Ein Beitrag von Juliane Rumpel

Nun steht der dritte Adventssonntag vor der Tür. Und auch, wenn ich schon lang kein Kind mehr bin, Advent stimmt mich sozusagen grundlos vergnügt. Die Erwartung macht mich fröhlich und lässt mich auch an Mascha Kaléko denken, die diese Zeilen gedichtet hat:

 

Ich freu mich, dass der Mond am Himmel steht.

Und dass die Sonne täglich neu aufgeht.

Dass Herbst dem Sommer folgt und Lenz dem Winter.

Gefällt mir wohl. Da steckt ein Sinn dahinter.

Wenn auch die Neunmalklugen ihn nicht sehen.

Man kann nicht alles mit dem Kopf verstehn!

Ich freue mich. Das ist des Lebens Sinn.

Ich freue mich vor allem, dass ich bin.

 

In mir ist alles aufgeräumt und heiter:

Die Diele blitzt.

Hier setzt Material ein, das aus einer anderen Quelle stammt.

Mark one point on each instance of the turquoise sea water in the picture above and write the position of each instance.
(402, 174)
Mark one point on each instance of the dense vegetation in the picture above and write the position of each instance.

Das Feuer ist geschürt.

An solchem Tag erklettert man die Leiter,

Die von der Erde in den Himmel führt.

Da kann der Mensch, wie es ihm vorgeschrieben,

Weil er sich selber liebt – den Nächsten lieben.

Ich freue mich, dass ich mich an das Schöne

Und an das Wunder niemals ganz gewöhne.

Dass alles so erstaunlich bleibt, und neu!

Ich freue mich, dass ich … Dass ich mich freu.

 

Quelle: Auszug aus „Sozusagen grundlos vergnügt“, aus: Mascha Kaléko: In meinen Träumen läutet es Sturm, München 362018, S. 66f.